In November 2020, Soo Lim and collaborators published a complete Review on coronavirus disease 2019 (COVID-19) and diabetes mellitus (Lim, S., Bae, J. H., Kwon, H. S. & Nauck, M. A. COVID-19 and diabetes mellitus: from pathophysiology to clinical management. Nat. Rev. Endocrinol. 17, 11–30 (2021)1). In this Review, they clearly explained that hyperglycaemia might interact with other risk factors to modulate immune and inflammatory responses, thus predisposing patients with diabetes mellitus to severe COVID-19 and possible lethal outcomes. From the epidemiological data or from bedside experience on COVID-19 wards, we have learned that in patients with diabetes mellitus and its complications, infection with SARS-CoV-2 is associated with increased morbidity and mortality2. However, it is still impossible to predict which infected people will experience the rapid evolution to acute respiratory distress and multi-organ failure.

From the hard work in hospital wards, we know that there are some laboratory and clinical biomarkers that might indicate a high risk of progression to severe COVID-19; these biomarkers include hyperglycaemia as well as hyponatraemia, hyperinflammation, abnormal heart rate variability (from severe bradycardia to tachycardia and arrhythmia), haemodynamic instability and altered mental status. Thus, it seems that the pathophysiological processes of COVID-19 change the interplay of the immune, endocrine and nervous systems. These systems interact with each other by means of cytokines, hormones and neurotransmitters3.

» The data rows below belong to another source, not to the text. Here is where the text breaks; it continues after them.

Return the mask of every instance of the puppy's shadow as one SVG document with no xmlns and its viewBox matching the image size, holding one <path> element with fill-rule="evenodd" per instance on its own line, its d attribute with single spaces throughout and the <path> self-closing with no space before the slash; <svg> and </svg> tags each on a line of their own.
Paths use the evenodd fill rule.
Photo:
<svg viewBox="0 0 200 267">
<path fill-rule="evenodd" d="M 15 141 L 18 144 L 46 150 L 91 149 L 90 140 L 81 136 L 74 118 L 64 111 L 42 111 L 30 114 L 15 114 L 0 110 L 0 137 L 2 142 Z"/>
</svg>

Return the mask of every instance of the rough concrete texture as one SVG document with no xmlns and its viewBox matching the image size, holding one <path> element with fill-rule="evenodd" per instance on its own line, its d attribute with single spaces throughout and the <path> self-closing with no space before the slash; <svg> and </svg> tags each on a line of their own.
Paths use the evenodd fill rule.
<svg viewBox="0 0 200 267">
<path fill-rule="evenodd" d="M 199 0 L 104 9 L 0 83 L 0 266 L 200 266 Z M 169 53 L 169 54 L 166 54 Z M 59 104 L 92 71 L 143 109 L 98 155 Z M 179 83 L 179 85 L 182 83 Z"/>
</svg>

Interestingly, the nervous systems communicate with the immune system and regulate its activity through the autonomic nervous system (via sympathetic and parasympathetic activity)3. It is well established that diabetes mellitus is a condition associated with autonomic dysfunction, where sympathetic activity is hyperactivated alongside withdrawal of parasympathetic activity4. Moreover, when the balance between the sympathetic and parasympathetic nervous systems is disturbed by certain events, such as serious stress and inflammation during COVID-19, a stronger sympathetic impulse might shift homeostasis of the autonomic nervous system towards further sympathetic dominance, potentially leading to increased mortality. The autonomic nervous system interacts with the immune system via the neuro-inflammatory pathway and via the cholinergic anti-inflammatory pathway, and also controls the function of the respiratory system5. Thus, the early identification of autonomic dyshomeostasis in patients with diabetes mellitus and COVID-19 is clinically important. Indeed, it is possible to hypothesize that the modulation of autonomic nervous system homeostasis (such as with the use of non-invasive transcutaneous electrical vagal nerve stimulation) might improve clinical outcomes in patients at risk of progressing to severe COVID-19.